Devina Mehra: As I said, I am not a 100% believer in the machine. The human input has to be both in coding the machine and then there has to be a human overlay. There are some things which will come from human beings, even over and above what the machine is producing. Many of the things which you think are human now maybe few years later even those will pass on to machines and we are finding even in the last two-three years that evolution happening in our own systems. We do not believe in our black box output that the machine is recommending this, this, this and you just blindly go and do it when you do not even understand the logic behind it.
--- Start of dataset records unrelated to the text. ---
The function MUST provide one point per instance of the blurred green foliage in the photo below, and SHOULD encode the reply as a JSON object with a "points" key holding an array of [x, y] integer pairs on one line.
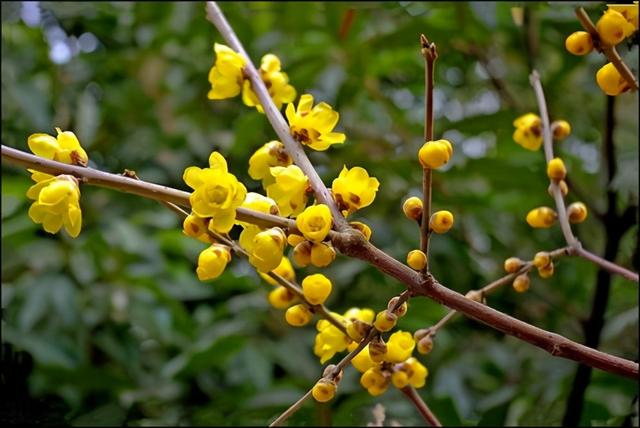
{"points": [[116, 322]]}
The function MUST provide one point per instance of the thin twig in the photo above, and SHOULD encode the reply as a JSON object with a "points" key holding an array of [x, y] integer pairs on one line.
{"points": [[607, 50], [494, 285], [430, 54], [422, 407], [293, 147], [548, 153], [357, 246], [557, 194]]}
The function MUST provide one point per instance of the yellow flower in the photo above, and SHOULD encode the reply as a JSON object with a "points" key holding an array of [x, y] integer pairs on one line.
{"points": [[541, 217], [313, 126], [57, 204], [196, 227], [289, 189], [217, 193], [315, 222], [212, 261], [276, 81], [354, 189], [226, 75], [399, 347], [270, 154], [417, 372], [64, 148], [267, 249], [284, 269], [528, 131]]}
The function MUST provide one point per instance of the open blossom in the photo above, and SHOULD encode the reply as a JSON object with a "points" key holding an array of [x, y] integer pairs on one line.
{"points": [[216, 193], [64, 148], [228, 79], [57, 204], [313, 126], [269, 155], [289, 189], [354, 189], [528, 131], [276, 81]]}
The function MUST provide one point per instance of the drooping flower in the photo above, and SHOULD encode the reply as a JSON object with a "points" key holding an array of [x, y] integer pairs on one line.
{"points": [[217, 193], [276, 81], [528, 131], [289, 189], [212, 262], [354, 189], [226, 76], [64, 148], [57, 204], [313, 126], [269, 155]]}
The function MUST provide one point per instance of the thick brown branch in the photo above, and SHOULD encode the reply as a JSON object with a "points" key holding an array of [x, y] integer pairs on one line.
{"points": [[422, 407], [354, 244], [607, 50], [215, 15]]}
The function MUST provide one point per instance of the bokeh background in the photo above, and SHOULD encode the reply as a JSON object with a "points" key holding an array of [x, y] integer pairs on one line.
{"points": [[114, 328]]}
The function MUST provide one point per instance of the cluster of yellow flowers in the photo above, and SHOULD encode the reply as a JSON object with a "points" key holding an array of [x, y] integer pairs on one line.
{"points": [[57, 198], [528, 131], [228, 79], [432, 155], [617, 23]]}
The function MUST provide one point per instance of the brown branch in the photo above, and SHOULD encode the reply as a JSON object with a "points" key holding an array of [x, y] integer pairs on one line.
{"points": [[607, 50], [354, 244], [492, 286], [557, 194], [411, 393], [430, 54], [293, 147]]}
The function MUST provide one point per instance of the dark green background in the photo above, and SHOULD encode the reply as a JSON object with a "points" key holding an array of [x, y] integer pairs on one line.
{"points": [[116, 323]]}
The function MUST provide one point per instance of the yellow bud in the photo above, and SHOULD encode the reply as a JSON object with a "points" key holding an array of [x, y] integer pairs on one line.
{"points": [[316, 288], [541, 259], [564, 189], [212, 261], [561, 129], [546, 271], [541, 217], [613, 27], [315, 222], [412, 208], [521, 283], [577, 212], [385, 320], [434, 154], [281, 298], [513, 264], [441, 221], [556, 169], [366, 230], [417, 259], [610, 80], [579, 43], [322, 254], [400, 379], [425, 345], [294, 239], [399, 347], [324, 390], [298, 315], [302, 253]]}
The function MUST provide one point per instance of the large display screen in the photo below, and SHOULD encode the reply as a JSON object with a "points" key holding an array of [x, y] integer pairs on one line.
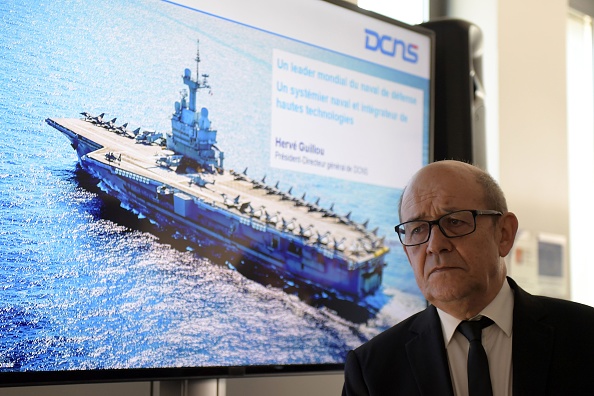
{"points": [[202, 187]]}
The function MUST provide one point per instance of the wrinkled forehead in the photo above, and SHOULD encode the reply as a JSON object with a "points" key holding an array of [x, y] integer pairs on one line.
{"points": [[437, 190]]}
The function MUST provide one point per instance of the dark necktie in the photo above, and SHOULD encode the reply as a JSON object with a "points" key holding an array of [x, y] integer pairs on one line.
{"points": [[479, 381]]}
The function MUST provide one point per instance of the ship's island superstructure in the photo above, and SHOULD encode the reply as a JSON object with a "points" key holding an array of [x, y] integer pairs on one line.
{"points": [[178, 180]]}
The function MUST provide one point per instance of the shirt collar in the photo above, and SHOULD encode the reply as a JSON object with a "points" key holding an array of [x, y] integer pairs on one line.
{"points": [[500, 310]]}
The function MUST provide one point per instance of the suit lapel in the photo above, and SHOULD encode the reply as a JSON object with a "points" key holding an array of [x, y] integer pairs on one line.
{"points": [[532, 345], [432, 378]]}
Any recommendation that our system makes, we always understand what is the logic, where it is coming from and at the end, there is still that 10%, 15% of the human overlay. Where we do not believe in a human overlay is risk management because that is when your human biases will detail you. If the system tells us that something has to be sold, we do not allow a human being to justify why you should still hold it because risk management is God and it shows up in our results also.
We find that not only are our returns better, we find our volatility or the risk side is also managed far better.
Shankar Sharma: Let me add to that, what happens as a human being is you have very limited skills of being able to understand and as a result of that the portfolio you build will be five stocks, ten stocks, fifteen stocks because as Warren Buffett said there is a circle of competence and I only invest in things I understand. But as a human being you cannot understand everything. It is not possible. Now what happens is when you build that narrow portfolio, you become very susceptible to the factor of luck. That means maybe only two out of 10 investments work and that is not the way you should run and manage public money.
We got lucky with Amazon. We got lucky with HDFC Bank. I mean while there was some analysis but who could have said they will go up 200-300 times? Nobody could have predicted that. So up to a point it was skill, the rest was luck and that is where machines come in. They improve the scope of skill and reduce the scope of luck and that is a huge factor to keep in mind.
Devina Mehra: Just one more point. When you are constrained by your fund manager’s circle of competence which essentially means the fund manager’s comfort zone, many of those bets will be highly correlated. So if a fund manager can understand branded businesses or businesses with good cash flows and that is where he or she sticks to. Even if the fund manager is holding 15 or 18 stocks in their portfolio, it will still be in two-three industries or baskets which tend to move together. So as an investor you are worse off because there is no reason why your portfolio should not be optimised, why you should be constrained by what your fund manager is comfortable with.